Attention in the United States focuses largely on the Arab- Israeli conflict, but it is by no means the only generator of Middle East tensions. Islamic radicalism and the struggle for control of oil in the Persian Gulf area continue to produce major instability. Terrible conflicts--the revolution in Iran, the eight-year Iran-Iraq war, Iraq's invasion of Kuwait and the Gulf War--have caused countless casualties, devastation, economic hardship and privation for millions of Arabs and Iranians who inhabit the eight littoral states of the Gulf. Partly as a result of the turbulence, the Middle East now rivals Africa economically as the world's slowest growing region.
The stakes for the United States in Middle East progress toward peace have grown dramatically in the last five years as the Bush and Clinton administrations have assumed responsibility for peacemaking in the Arab-Israeli arena and peacekeeping in the Gulf. Our involvement in the Middle East has never been greater. The peace process requires attention, guidance and, at times, intervention. In the Gulf, the navy's 20 or so Fifth Fleet ships and the Central Command's rapid deployment force--with some 20,000 sailors, marines, soldiers and airmen on station--patrol the area constantly. There are no precise estimates, but the annual cost is many billions of dollars for Middle East activities. Yet how long the work may take and how much more will be required of the United States cannot be measured. The investment, already huge, is likely to grow.
As long as Arab-Israeli peace is a realistic possibility and the region's leadership is committed to a sense-making process to achieve it, there can be little question about the correctness of American policy in support of efforts to achieve that outcome. In the Gulf, however, there can be little doubt that U.S. policy is flawed and badly in need of fundamental reappraisal.
In the Arab-Israeli arena, slowly, ever so slowly, peacemaking has made headway. After a round of rhetorical fanfare in 1991, two years of negotiations appeared to produce little until Israel and the P.L.O. announced the first Oslo agreement. The signing on the White House lawn in 1993 featured the famous Arafat-Rabin handshake as President Clinton smiled benignly--a dramatic signal that an end to generations of Israeli- Palestinian hostility might at last be possible.
A peace treaty between Israel and Jordan followed.
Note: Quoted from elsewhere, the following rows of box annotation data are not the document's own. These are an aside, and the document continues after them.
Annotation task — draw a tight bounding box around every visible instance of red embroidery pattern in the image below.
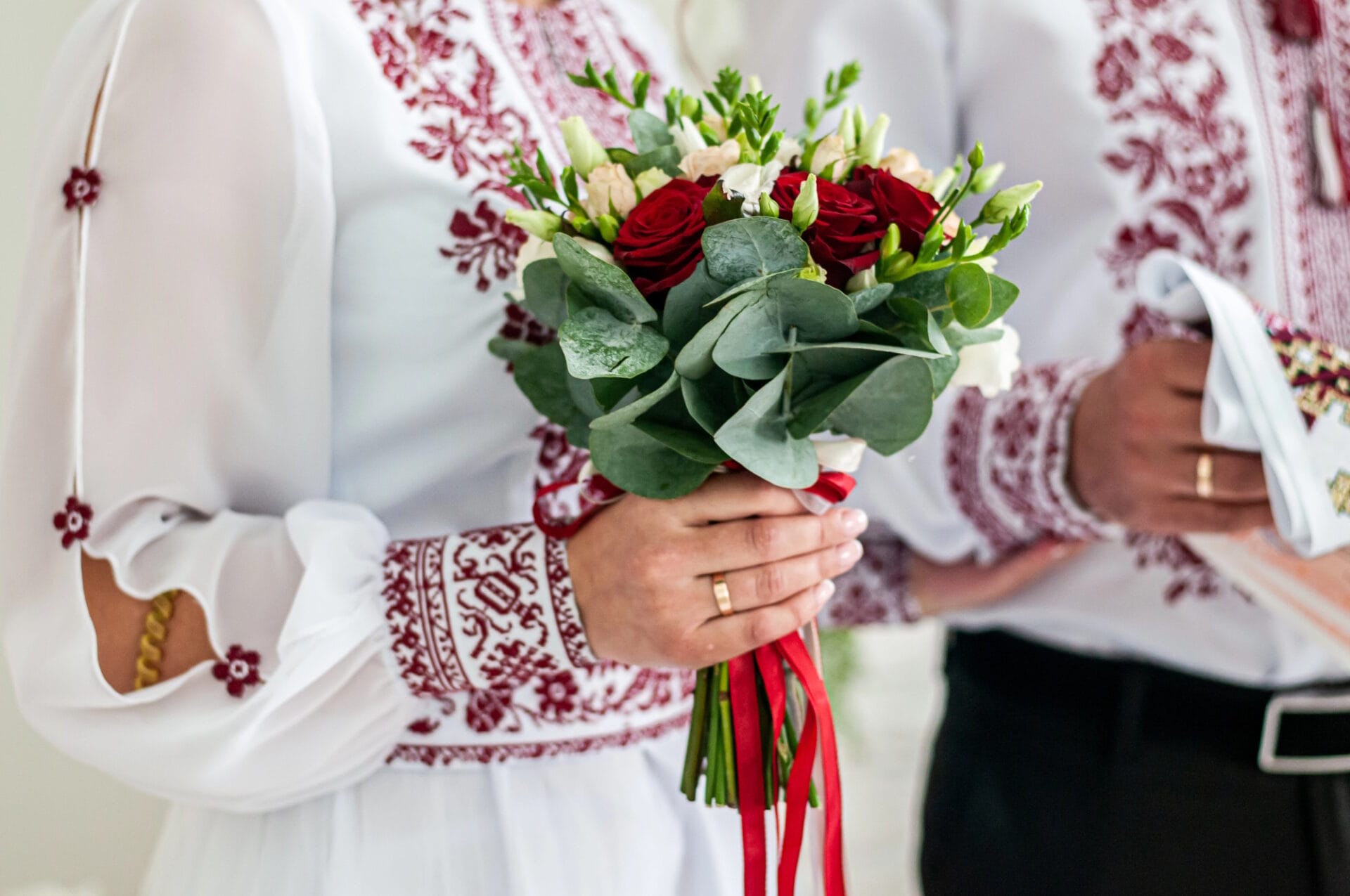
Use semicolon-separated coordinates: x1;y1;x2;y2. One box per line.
51;495;93;550
60;167;103;212
211;644;262;698
945;362;1102;553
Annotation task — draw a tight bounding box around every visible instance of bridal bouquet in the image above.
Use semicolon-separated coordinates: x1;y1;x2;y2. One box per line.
491;63;1041;896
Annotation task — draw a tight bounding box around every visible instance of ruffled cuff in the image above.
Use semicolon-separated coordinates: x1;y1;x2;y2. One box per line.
819;538;923;629
383;524;598;698
946;361;1117;556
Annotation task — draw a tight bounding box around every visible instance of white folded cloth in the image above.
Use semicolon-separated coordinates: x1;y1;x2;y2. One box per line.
1139;252;1350;557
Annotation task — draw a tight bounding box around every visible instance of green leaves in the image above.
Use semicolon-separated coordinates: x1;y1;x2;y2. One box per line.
558;308;669;379
703;217;809;283
553;233;656;324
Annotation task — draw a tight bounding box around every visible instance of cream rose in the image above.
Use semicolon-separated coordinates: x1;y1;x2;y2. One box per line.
582;163;637;219
679;141;741;181
952;321;1022;398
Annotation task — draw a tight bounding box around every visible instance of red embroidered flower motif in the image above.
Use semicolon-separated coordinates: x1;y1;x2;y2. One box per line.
211;644;262;696
51;495;93;550
534;672;579;718
62;167;103;211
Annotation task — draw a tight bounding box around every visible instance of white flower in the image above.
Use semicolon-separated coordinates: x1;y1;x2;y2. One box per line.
679;141;741;181
515;233;615;288
582;164;637;220
671;115;707;158
952;321;1022;398
876;147;933;189
811;439;867;472
811;134;848;177
721;162;783;216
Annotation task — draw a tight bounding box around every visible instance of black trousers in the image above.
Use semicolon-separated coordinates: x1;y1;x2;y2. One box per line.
922;633;1350;896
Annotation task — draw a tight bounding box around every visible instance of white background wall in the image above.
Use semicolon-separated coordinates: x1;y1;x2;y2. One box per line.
0;0;939;896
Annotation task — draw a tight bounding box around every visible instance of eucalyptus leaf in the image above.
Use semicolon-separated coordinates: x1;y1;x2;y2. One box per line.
716;370;819;488
521;258;567;330
946;262;994;327
703;217;810;283
829;356;933;455
628;110;675;155
591;372;679;429
558;308;669;379
590;424;717;500
553;233;656;324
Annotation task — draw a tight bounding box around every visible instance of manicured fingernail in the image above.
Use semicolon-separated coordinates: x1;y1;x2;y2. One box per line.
835;541;863;564
841;507;867;535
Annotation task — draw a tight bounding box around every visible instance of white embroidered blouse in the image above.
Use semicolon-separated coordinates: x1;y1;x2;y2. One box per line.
752;0;1350;687
0;0;690;810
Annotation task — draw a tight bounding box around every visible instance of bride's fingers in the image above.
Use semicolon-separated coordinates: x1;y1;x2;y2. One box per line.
695;541;863;618
688;507;867;573
693;579;835;665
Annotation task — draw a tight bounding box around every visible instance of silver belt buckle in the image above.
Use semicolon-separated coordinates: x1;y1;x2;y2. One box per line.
1257;691;1350;774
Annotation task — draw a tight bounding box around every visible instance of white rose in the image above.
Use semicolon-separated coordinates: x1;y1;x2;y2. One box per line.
515;233;615;290
811;134;848;177
952;321;1022;398
679;141;741;181
876;147;933;189
721;162;783;216
582;164;637;220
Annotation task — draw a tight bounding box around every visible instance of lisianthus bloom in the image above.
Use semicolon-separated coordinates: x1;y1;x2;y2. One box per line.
615;177;716;301
769;171;886;289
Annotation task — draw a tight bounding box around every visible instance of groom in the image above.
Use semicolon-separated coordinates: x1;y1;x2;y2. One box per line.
748;0;1350;896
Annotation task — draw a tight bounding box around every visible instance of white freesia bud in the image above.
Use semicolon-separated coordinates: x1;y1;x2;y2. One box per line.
506;208;563;240
633;169;675;198
721;162;783;217
669;115;707;158
857;115;891;166
582;164;637;220
876;147;933;189
811;439;867;472
844;267;878;293
679;141;741;181
773;136;802;167
952;321;1022;398
811;134;848;177
559;115;609;178
515;233;615;290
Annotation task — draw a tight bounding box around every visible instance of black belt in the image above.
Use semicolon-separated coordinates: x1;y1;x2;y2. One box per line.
948;632;1350;774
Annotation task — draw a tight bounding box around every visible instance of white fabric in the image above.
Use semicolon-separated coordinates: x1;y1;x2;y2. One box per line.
1139;252;1350;561
0;0;737;896
747;0;1350;687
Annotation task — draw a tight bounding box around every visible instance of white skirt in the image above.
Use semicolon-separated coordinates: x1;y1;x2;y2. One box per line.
142;730;741;896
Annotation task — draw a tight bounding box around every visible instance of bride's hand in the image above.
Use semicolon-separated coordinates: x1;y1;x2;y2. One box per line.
568;474;867;668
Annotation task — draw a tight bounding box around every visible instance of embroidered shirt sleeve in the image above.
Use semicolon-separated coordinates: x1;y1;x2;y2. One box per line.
945;361;1111;554
385;525;597;698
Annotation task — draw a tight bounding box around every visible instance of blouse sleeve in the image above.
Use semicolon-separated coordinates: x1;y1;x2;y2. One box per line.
0;0;593;810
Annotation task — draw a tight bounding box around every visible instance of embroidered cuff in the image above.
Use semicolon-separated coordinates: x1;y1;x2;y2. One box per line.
946;361;1114;554
385;524;597;698
819;538;923;629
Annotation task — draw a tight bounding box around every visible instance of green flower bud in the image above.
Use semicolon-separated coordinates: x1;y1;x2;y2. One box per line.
559;115;609;179
506;208;563;243
792;174;821;233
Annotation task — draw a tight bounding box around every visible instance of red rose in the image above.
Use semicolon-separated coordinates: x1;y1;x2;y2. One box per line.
771;171;886;287
848;164;942;252
615;178;717;301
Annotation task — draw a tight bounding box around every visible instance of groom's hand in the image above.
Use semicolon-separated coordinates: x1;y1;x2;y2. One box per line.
568;472;867;668
1069;342;1273;534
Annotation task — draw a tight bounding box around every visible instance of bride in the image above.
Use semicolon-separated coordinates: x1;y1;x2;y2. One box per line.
0;0;867;896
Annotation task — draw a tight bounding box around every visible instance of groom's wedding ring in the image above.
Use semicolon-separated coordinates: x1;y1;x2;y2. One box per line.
713;572;735;616
1195;450;1214;500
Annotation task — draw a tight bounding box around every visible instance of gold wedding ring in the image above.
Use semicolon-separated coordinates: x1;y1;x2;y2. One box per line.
1195;450;1214;500
713;572;735;616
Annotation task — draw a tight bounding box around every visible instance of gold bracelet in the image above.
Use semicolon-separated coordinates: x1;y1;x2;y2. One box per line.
135;588;178;691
Then Yasser Arafat and Yitzhak Rabin signed a new set of accords--Oslo II. (It was at a Tel Aviv rally to celebrate the achievements that a Jewish fundamentalist murdered Rabin.) The new accords contained details of self-rule for Palestinians living in the occupied West Bank as well as for those who had already achieved autonomy in Gaza. Israel's army withdrew from all but one major West Bank city, Hebron, and Palestinian elections in January confirmed that the peace process was producing results.
Before the Hamas terrorist bombings, there could be little doubt about the quality of the progress. Most seasoned observers of Middle East affairs regarded the achievements as of historic importance. Many considered the advances more or less permanent and some even saw a comprehensive peace as all but inevitable.
Now, diplomacy is stalled to await the results of elections in Israel and the United States. The Israeli election on May 29 will for the first time test public confidence in peacemaking and the Labor Party leadership that produced it, an election that also will provide the next government with fresh instructions. The voting here in November will confirm that U.S. undertakings in the process will not change.
To shore up his weakened political condition, Peres, using fresh financial aid from President Clinton, ordered construction of a 127-mile, high-tech fence between Israel and the West Bank to limit Palestinian entry into Israel at any point other than designated crossings. By sealing off the West Bank, Israel is formally embracing a policy of separation from non-Israeli Palestinians. Other limits were imposed on Palestinians requiring entry to Israel to work, worship or participate in everyday activities. However popular such measures are among Israelis, separation and collective punitive actions against Palestinians to shore up security against would-be terrorist bombers have chilled Israels' relations with Palestinians and Arabs once again. So, too, have the excessively brutal military measures against Lebanese to end indefensible Hezbollah guerilla rocketing of northern Israeli towns.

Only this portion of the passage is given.